Researchers hunting for new antibiotics might get some aid from gator blood. Scientists are zeroing in on snippets of proteins found in American alligator blood that kill a wide range of disease-causing microbes and bacteria, including the formidable MRSA or methicillin-resistant Staphylococcus aureus.
Previous experiments have revealed that gator blood extract cripples many human pathogens, including E. coli, the herpes simplex virus and some strains of the yeast Candida albicans. The serum’s antimicrobial power probably derives from protein bits called peptides. Widespread among reptiles and amphibians, several such germ-fighting peptides have been isolated from the skin of frogs in recent years… ( Link )

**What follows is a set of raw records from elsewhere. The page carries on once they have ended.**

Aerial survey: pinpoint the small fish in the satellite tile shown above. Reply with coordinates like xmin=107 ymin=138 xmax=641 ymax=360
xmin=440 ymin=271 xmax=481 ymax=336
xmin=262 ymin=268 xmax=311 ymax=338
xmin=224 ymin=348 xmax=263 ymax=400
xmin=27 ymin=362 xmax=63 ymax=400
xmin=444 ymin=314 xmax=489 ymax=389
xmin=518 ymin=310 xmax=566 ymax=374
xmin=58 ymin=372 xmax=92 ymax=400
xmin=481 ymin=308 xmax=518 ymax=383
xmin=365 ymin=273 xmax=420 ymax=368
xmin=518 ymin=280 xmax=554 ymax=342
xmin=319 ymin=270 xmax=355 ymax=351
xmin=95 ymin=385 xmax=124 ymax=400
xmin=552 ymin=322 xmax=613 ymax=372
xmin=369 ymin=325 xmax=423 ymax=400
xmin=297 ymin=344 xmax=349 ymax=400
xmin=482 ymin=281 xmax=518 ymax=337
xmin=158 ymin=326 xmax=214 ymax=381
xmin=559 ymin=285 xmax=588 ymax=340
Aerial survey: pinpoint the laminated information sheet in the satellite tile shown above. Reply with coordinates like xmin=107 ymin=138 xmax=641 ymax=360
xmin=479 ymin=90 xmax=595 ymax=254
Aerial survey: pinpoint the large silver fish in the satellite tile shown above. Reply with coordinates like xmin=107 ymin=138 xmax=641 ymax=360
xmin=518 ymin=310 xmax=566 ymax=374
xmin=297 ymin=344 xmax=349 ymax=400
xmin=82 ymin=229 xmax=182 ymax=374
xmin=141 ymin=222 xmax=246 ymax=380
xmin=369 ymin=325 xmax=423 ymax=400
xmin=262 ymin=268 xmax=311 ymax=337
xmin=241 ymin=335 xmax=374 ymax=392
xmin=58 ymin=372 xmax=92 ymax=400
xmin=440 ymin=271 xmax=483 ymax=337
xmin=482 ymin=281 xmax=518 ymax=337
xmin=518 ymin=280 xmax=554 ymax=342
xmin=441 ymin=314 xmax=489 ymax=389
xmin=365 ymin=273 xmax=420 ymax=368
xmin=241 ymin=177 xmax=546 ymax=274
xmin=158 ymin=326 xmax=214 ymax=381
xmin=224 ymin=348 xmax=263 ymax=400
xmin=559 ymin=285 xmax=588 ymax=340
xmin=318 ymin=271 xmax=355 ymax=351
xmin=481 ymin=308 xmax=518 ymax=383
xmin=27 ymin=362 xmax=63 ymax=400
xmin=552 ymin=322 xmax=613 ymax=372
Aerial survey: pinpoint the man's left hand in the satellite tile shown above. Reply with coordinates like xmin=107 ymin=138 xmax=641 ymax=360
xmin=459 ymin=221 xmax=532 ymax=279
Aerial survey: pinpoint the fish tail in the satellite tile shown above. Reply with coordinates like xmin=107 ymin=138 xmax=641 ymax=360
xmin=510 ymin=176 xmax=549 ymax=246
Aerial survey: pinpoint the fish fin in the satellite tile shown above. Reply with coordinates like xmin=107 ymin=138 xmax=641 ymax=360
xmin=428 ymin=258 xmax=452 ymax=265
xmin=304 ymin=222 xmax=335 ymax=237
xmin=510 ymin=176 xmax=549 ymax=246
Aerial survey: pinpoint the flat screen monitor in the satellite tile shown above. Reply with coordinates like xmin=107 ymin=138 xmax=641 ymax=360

Whenever I read stories like this, I just can’t help but think about the origins of humankind. Looking through the human genome, it becomes clear that our DNA is fully ape plus the addition of some mutations spread throughout the genome. Theoretically, a divine creator could’ve created humankind as an amalgamation of superior animal traits (like adding some of the the immune system traits found in alligators). I’ve read that camels have a similarly unusual immune system that might make it over to human medicine:
Antibodies, often described as magic bullets, are actually more like tanks: big, complicated and expensive. Tinier “nanobodies,” derived from camels and llamas, may be able to infiltrate a wider range of diseases at lower cost. That is the hope, at least, of one small start-up in Belgium. (Link)
But instead of our “divine creator” inserting these enhanced traits into the “pinnacle of creation”, our genome is just a few percent different from chimpanzees, with no obvious insertions of any additional traits (which would be difficult to explain from an evolutionary perspective). Like I said earlier, there are no chimeras.